A los tres años de llegar
aquí fue cuando desapareció Diego Nicuesa, en aquel barco del que Balboa no le
dejó desembarcar cuando fue a tomar la posesión de Santa María la Antigua del
Darién como el gobernador que era por orden real. No le vimos más. Ni a él ni a
sus hombres. Ruego a Dios que haya tenido piedad de todos ellos. Al poco de
ocurrido esto que le digo, yo me instalé en esta otra ciudad. Balboa pasó a ser
el gobernador de Veragua.
Luego su católica
Majestad, el rey Fernando, autorizó a muchos a viajar a las Indias, con pasaje
franco, con el matalotaje regalado para el viaje y un mes de comida también
regalada una vez que se llegara a Tierra Firme. Era su propósito juntar toda la
gente posible para poblar lo que ya se llamaba Castilla del Oro, que eran las
tierras que iban desde Santa María la Antigua del Darién, hacia el Oeste. Y por
eso ofreció todo eso que le he dicho. La gente toda que se juntó, que fue
mucha, iba a las órdenes de Pedrarias Dávila, que marchaba con título de
gobernador. Y debía juzgar la actuación de Balboa, que ya le digo que era muy
discutida por muchos. De los que vinieron, los hubo que lo vendieron todo para
marchar, y otros que lo empeñaron por algunos años.
La orden, ya le digo, era
poblar. Y en eso tenía preferencia la gente que había partido años antes con
Alonso de Ojeda, y que alguna quedaba todavía. Y después iba la que habíamos
llegado con Diego Nicuesa. Después iban todos los demás.
Como se retrasó el inicio
del viaje, que se había previsto para el año de mil quinientos y trece, Balboa
siguió en Tierra Firme con sus andanzas y conquistas. Descubrió el río que
llamó San Juan, por ser visto en ese día. Es muy caudaloso y de corriente
violenta. Se suele desbordar mucho. En sus orillas hay muchos pueblos de
indios, que viven en casas que están construidas sobre pilares de maderas en el
propio lecho. Así se cuidan de las fieras y de sus enemigos. Intercambiaba baratijas
con los indios, que le ofrecían muchas cosas.

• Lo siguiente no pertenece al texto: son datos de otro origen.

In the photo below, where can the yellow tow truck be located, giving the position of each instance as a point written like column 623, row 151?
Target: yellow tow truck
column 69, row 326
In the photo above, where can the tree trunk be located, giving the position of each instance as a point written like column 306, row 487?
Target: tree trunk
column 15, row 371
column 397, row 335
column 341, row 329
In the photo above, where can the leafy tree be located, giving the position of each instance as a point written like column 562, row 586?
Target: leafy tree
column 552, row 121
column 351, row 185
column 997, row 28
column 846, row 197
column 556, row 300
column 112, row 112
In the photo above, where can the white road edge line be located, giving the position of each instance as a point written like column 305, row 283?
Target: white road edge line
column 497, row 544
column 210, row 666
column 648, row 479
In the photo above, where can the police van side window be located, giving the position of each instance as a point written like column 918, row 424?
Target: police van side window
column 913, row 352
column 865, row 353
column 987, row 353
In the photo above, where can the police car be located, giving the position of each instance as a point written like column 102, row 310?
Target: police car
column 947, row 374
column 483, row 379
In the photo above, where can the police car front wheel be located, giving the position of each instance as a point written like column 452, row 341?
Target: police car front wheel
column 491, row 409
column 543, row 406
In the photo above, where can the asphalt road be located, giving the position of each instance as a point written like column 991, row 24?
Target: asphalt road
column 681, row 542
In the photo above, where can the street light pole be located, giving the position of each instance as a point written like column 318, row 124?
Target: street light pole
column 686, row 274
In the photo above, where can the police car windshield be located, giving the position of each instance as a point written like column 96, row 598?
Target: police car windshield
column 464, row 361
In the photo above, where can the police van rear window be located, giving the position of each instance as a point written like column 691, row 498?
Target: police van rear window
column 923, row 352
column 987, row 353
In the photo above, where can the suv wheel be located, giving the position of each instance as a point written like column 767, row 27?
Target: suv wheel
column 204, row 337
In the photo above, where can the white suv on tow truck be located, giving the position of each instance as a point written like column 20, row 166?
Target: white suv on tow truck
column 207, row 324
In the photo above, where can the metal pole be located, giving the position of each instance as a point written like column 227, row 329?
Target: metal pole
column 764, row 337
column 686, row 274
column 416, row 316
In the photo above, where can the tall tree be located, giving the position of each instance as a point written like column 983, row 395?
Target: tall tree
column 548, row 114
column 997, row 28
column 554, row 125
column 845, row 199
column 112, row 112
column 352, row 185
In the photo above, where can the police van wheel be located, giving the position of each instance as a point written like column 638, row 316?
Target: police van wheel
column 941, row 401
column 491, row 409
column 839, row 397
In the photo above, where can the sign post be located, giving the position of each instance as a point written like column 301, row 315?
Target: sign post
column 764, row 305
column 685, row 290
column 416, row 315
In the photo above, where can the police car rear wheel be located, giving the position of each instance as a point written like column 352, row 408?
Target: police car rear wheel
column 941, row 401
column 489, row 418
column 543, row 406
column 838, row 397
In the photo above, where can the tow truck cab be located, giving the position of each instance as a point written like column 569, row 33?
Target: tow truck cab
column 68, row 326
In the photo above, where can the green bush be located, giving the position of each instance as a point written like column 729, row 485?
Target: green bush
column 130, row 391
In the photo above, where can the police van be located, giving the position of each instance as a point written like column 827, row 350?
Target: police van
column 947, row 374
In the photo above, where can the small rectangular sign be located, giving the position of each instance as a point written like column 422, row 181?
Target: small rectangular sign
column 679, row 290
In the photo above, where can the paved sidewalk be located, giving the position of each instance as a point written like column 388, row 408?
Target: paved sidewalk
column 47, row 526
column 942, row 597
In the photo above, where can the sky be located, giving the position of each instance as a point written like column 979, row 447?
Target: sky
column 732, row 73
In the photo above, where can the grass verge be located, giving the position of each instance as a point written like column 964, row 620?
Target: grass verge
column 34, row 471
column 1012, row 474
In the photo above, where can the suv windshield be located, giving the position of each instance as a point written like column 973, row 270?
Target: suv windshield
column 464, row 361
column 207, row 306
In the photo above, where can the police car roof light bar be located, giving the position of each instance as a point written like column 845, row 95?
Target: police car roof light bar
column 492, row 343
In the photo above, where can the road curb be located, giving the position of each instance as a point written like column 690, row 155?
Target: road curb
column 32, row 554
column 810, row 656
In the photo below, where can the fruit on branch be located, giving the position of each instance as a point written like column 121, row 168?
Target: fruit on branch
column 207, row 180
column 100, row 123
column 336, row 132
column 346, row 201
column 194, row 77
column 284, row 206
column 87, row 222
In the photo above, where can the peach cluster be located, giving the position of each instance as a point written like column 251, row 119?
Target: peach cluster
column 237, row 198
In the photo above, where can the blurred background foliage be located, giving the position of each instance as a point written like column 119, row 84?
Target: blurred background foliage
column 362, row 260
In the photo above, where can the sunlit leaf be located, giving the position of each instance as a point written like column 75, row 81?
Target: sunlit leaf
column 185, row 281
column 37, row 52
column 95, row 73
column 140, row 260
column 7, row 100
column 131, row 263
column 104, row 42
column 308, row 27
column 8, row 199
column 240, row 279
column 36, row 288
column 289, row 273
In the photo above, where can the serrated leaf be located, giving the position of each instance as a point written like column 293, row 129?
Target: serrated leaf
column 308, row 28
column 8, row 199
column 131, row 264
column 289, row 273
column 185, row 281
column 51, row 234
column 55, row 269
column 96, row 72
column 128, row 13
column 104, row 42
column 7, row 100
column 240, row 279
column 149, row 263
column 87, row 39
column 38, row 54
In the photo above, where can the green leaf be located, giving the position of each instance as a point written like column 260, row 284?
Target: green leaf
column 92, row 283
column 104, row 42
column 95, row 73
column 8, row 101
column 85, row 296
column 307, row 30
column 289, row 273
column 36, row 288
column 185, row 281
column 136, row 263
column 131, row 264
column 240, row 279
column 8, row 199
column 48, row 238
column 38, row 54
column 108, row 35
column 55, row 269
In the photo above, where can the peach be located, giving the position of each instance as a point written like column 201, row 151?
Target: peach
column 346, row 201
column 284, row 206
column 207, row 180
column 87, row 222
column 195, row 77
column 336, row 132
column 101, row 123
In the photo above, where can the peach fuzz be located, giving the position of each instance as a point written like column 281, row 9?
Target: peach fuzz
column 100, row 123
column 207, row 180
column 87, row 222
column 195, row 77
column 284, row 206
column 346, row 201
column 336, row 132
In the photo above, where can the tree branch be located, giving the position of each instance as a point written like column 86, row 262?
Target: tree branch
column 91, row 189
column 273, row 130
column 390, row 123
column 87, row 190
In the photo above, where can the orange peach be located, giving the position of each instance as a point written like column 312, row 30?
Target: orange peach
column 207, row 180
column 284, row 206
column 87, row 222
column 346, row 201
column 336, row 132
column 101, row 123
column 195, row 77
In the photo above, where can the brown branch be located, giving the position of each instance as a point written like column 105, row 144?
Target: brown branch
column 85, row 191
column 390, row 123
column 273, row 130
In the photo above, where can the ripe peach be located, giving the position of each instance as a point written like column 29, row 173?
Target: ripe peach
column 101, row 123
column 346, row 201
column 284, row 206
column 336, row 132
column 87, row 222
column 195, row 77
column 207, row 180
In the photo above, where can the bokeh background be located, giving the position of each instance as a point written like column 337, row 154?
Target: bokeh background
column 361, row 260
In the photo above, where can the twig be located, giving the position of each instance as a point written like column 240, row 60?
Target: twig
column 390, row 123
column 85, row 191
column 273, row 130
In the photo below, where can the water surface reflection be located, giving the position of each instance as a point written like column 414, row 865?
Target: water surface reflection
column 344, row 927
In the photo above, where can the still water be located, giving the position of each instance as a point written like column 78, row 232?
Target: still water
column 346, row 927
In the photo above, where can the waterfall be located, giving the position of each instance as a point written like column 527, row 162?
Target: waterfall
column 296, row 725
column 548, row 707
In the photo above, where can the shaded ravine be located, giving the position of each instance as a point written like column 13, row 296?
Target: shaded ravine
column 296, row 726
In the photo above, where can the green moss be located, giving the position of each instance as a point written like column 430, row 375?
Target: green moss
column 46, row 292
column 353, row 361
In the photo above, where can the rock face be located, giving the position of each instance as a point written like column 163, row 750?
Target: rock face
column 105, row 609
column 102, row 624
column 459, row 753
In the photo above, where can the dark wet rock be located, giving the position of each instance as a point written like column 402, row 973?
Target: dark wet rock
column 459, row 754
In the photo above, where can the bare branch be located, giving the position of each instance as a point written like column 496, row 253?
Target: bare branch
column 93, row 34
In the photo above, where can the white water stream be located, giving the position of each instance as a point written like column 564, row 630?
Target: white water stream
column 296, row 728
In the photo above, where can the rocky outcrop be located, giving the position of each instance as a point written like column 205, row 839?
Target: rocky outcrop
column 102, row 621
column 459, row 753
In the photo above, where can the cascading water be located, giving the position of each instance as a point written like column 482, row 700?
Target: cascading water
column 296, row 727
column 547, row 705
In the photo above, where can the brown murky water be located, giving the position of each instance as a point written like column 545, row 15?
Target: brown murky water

Le daban hasta esclavos, que allí
unos lo unos los toman como tal a los otros después de hacerse la guerra.
Incluso, para reconocerlos, los marcan con hueso y tiznan la cicatriz de manera
que no se quita nunca, o les arrancan algún diente. Todo eso lo vio Balboa. Y
yo lo he visto después. Balboa vio mucho oro allí. Y también le hablaron de más
oro tierra adentro. Y, dicen, que allí fue cuando le hablaron por vez primera
del Mar del Sur. Balboa era amigo de varios caciques. Uno se llamaba Chima, era
el jefe de Careta, aunque ya había sido bautizado y su nombre cristiano era
Fernando, y que incluso le había concedido la mano de una de sus hijas, que se
llamaba Anayansi. Había otro cacique más, jefe de la aldea que llaman Comogre.
Éste se llamaba Ponquiaco, aunque fue bautizado con el nombre de Carlos. Los
dos, Chima y Ponquiaco, o Fernando y Carlos, tenían mucha gente de guerra. Y
eran diestros en ella, que todo hay que contarlo para que no nos salgamos ni un
punto de la verdad. Uno de ellos fue quien habló de ese gran mar que se
encontraba al austro a Balboa. Dicen que fue Ponquiaco quien, mediando en una
riña entre españoles por un reparto les dijo que si tanta ansía tenían por el
oro él les mostraría una provincia donde había mucho.